[image:8594:r:s=1]Un burbero benefico, tra acciacchi, guizzi e melanconie. E’ Mario Scaccia, per dirla con Goldoni (un autore, del resto, di cui il venerando attore romano ha sempre amato interpretare le commedie). Come è accaduto l’anno scorso con “Un curioso accidente”, al Gassman di Borgio, con una prova vernacolare di memoria da far impallidire i linguisti. Vertiginosa.
Perché Scaccia si identifica con il teatro e la sua presenza sul palcoscenico cattura, provocando stupore. Un novantenne senza età che si mangia qualche sillaba, come quasi sempre è stato nella sua carriera, e che fa del suo stile l’emblema di un’esperienza attoriale ormai entrata, a buon diritto, nella storia: quella inossidabile. L’unico tratto che fa trasparire gli anni è il suo passo camaleontico, un po’ incerto, che lo rende ancora più ammirevole, al limite del tenero.
Chi ha assistito a “La dodicesima notte”, ennesima prima nazionale del Festival di Verezzi, ha visto Scaccia interpretare un caricaturale (primo atto) e scornato (secondo atto) Malvolio, vero protagonista del testo shakespeariano. Un personaggio desideroso d’amore ma che poi, turlupinato, finisce nel limbo sottile che separa la logica dalla demenza. Una riflessione sul tema della follia ben resa dall’allestimento curato da Beppe Arena.
Commedia dei travestimenti – che ha ispirato, per inciso, il fortunato film “Shakespeare in love” – in piazza San’Agostino è stata lungamente giocata sulla parte burlesca (irresistibile Marco Messeri spalleggiato dall’ottimo Mario Patanè). Interpretazione ineccepibile di Lello Lombardi nel ruolo del Duca Orsino. Edoardo Sala professionale nel personaggio del pazzo giocoliere Feste. Debora Caprioglio (contessa Olivia) ha recitato. Antonella Piccolo (Viola-Cesario) ha fatto la sua parte, malleabile e reattiva, vestita da paggio. La traduzione del granitico Masolino D’Amico a tratti strizzava l’occhio ai giovanilisti. Una pedana circolare con un telaio romboidale, da concavo a convesso ad alterna rotazione, scandiva i cambi di scena.

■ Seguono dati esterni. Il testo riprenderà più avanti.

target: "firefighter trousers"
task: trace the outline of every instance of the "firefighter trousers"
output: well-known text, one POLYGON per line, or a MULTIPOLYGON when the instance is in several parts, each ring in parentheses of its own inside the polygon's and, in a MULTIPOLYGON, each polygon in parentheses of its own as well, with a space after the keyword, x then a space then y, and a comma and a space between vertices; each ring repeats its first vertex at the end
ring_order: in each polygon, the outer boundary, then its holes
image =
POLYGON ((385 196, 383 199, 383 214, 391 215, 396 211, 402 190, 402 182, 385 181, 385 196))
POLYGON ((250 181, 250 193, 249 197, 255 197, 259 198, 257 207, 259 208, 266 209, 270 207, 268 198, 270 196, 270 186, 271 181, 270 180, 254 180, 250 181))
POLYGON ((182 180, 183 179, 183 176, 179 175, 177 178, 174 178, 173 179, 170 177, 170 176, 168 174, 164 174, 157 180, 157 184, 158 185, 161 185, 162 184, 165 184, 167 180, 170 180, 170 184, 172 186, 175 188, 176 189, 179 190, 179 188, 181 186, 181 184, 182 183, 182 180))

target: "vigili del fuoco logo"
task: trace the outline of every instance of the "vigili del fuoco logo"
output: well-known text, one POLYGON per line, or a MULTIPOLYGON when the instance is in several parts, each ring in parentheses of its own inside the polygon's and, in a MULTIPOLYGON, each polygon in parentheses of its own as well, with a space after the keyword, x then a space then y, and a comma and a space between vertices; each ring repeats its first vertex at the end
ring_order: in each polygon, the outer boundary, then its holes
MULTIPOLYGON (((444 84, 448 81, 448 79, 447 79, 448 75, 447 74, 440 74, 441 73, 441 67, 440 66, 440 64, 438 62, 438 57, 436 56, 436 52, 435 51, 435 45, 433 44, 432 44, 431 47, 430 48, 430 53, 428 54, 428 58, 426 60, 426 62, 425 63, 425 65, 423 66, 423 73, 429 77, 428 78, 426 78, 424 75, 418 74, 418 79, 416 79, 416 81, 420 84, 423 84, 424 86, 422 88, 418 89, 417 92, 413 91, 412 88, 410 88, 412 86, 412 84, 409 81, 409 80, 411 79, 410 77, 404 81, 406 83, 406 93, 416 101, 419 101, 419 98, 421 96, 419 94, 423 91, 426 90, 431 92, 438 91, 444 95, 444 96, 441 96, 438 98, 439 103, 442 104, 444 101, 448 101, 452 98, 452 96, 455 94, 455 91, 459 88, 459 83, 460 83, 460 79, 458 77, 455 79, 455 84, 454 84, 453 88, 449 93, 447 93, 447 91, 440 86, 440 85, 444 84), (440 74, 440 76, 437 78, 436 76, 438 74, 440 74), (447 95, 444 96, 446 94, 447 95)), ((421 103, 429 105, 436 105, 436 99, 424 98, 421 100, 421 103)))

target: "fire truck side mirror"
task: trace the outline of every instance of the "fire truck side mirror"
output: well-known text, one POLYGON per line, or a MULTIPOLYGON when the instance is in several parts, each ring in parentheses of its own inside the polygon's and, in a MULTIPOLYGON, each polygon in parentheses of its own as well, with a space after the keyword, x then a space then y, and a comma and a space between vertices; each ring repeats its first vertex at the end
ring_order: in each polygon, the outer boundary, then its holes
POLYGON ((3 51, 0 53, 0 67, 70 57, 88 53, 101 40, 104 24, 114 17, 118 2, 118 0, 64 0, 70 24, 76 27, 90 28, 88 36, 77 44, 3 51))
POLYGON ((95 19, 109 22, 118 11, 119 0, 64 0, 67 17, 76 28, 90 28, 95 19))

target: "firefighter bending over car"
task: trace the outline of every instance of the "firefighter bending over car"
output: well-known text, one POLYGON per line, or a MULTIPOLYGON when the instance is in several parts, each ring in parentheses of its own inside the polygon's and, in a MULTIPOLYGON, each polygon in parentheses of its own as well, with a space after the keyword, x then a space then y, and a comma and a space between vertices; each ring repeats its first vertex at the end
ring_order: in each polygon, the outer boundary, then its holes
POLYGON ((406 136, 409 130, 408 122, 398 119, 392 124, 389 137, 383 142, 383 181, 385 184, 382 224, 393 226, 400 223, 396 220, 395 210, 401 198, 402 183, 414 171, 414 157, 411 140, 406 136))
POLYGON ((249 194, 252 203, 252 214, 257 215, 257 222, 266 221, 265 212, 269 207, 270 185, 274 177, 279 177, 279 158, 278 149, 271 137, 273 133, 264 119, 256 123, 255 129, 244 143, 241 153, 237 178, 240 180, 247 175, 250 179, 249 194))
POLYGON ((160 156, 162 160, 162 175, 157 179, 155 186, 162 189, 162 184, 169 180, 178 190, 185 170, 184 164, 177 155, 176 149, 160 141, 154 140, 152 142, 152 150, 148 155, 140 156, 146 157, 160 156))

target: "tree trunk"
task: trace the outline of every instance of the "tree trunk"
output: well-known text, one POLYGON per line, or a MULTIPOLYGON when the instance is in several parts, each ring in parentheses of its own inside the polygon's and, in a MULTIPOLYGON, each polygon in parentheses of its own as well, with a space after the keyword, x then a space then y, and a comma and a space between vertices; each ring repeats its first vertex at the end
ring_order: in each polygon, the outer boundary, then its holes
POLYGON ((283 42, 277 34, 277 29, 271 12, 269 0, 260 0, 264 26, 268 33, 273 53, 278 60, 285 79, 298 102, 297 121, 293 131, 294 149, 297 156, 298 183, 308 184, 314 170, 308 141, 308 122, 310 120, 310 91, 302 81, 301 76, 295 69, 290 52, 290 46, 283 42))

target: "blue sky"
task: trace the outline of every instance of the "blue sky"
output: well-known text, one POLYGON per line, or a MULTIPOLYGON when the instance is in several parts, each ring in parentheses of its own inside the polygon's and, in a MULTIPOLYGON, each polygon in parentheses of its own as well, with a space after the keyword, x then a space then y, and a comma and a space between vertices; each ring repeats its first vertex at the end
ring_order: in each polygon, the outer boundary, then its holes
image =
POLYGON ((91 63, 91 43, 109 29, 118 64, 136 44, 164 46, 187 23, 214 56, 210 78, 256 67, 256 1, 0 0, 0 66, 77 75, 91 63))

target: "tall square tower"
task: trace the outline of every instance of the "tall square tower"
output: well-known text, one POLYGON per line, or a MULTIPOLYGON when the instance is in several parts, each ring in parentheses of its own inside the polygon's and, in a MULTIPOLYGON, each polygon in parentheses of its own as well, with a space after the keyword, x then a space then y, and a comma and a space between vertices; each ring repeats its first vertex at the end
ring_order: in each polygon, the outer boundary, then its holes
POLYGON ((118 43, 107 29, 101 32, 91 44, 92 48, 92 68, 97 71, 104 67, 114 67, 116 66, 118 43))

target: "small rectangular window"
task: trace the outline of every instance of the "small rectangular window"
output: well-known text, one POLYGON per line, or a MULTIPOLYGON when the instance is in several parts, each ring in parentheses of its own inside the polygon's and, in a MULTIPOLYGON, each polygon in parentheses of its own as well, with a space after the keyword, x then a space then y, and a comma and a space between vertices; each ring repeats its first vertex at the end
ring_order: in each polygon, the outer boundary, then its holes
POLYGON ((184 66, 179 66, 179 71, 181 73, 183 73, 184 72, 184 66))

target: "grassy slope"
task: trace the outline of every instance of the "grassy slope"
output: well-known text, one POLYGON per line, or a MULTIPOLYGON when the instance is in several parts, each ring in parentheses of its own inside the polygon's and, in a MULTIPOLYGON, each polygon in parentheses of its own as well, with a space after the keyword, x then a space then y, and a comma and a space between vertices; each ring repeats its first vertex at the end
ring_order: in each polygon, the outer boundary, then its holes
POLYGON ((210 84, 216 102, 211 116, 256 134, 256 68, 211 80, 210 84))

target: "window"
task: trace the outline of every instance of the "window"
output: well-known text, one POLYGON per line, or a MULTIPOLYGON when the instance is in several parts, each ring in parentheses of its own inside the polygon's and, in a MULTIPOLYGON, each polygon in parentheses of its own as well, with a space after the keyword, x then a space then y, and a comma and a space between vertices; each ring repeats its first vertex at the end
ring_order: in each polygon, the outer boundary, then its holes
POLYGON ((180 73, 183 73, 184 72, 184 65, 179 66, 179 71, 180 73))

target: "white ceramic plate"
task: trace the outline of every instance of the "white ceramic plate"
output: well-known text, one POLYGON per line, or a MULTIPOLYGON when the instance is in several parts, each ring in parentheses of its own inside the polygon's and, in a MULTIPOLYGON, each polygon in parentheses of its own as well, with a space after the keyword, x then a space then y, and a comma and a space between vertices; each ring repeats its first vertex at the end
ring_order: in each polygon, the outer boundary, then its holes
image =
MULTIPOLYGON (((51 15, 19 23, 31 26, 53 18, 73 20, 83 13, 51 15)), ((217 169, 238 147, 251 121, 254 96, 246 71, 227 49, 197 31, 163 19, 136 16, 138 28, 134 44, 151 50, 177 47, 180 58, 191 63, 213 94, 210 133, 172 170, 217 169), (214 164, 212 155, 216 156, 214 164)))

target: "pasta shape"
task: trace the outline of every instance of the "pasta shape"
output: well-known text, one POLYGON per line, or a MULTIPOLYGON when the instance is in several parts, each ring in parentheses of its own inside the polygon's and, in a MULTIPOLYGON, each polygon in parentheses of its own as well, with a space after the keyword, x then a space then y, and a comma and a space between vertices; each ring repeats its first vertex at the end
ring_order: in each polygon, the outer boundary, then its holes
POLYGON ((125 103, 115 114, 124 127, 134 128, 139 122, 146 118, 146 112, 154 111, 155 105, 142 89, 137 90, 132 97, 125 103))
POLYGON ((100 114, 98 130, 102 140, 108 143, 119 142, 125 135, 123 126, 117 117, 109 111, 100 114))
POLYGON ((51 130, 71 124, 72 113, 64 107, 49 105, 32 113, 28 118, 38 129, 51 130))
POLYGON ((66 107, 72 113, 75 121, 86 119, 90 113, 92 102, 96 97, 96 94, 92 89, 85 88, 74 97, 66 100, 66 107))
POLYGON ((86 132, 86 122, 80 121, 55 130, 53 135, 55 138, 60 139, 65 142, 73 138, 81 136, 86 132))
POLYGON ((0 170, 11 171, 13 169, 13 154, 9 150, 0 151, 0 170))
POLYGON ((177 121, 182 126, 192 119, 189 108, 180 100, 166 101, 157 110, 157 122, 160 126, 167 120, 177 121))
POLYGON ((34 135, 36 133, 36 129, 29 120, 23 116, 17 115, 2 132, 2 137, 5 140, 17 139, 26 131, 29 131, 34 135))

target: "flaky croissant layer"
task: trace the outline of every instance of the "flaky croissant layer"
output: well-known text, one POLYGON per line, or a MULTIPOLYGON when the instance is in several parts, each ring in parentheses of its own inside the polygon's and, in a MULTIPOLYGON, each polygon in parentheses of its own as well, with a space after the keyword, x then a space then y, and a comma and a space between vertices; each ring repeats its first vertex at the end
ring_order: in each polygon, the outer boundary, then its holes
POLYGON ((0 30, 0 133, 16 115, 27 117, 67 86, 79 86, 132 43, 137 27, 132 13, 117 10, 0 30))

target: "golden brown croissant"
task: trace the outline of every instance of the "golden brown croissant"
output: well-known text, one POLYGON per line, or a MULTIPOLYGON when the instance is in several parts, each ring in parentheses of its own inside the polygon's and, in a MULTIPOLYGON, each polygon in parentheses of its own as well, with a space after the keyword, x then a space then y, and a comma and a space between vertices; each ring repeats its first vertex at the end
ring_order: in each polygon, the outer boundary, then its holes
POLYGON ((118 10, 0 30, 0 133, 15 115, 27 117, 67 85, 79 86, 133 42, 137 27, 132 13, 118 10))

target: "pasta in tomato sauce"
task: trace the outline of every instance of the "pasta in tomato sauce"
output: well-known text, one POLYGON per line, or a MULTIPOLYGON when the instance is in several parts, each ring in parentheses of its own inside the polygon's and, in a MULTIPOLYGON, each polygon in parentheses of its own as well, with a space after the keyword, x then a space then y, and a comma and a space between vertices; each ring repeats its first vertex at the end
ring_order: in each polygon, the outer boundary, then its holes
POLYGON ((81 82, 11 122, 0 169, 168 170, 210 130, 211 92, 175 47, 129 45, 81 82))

Scaccia, il decano degli attori italiani, ancora una volta si è rivelato in tutta la sua mirabolante capacità. Quando i suoi occhi si spalancano e brillano di ironia, non sai se ridere o inquietarti. Il grande vecchio del teatro che invecchia non perde colpi. In un classico del palcoscenico sull’immutabile e sempre attuale gioco dei sentimenti e delle passioni amorose, Scaccia è un ostinato mattatore, capace di illuminare la commedia di Shakespeare con il giusto tocco tragico, capace di ricordare (tra le scenette gustose prolungate) che il testo tratta di una beffa del destino.
Esilarante quando si fa burbero e si indispettisce, quasi compiacendosi di uno spirito goldoniano, il Malvolio interpetato da Scaccia comprende che il suo sogno erotico si può realizzare annientando la fede nei valori di una società ormai in disfacimento: da maggiordomo ossequioso, spinto dal desiderio, arriva a concepire l’annullamento dei livelli sociali. E’ qui la sua epocale “pazzia”. Alla fine, mentre gli altri continuano a dedicarsi al beffardo gioco delle illusioni, il Malvolio di Scaccia si rivela come autentico protagonista della riflessione shakespeariana sulla crudeltà dell’amore.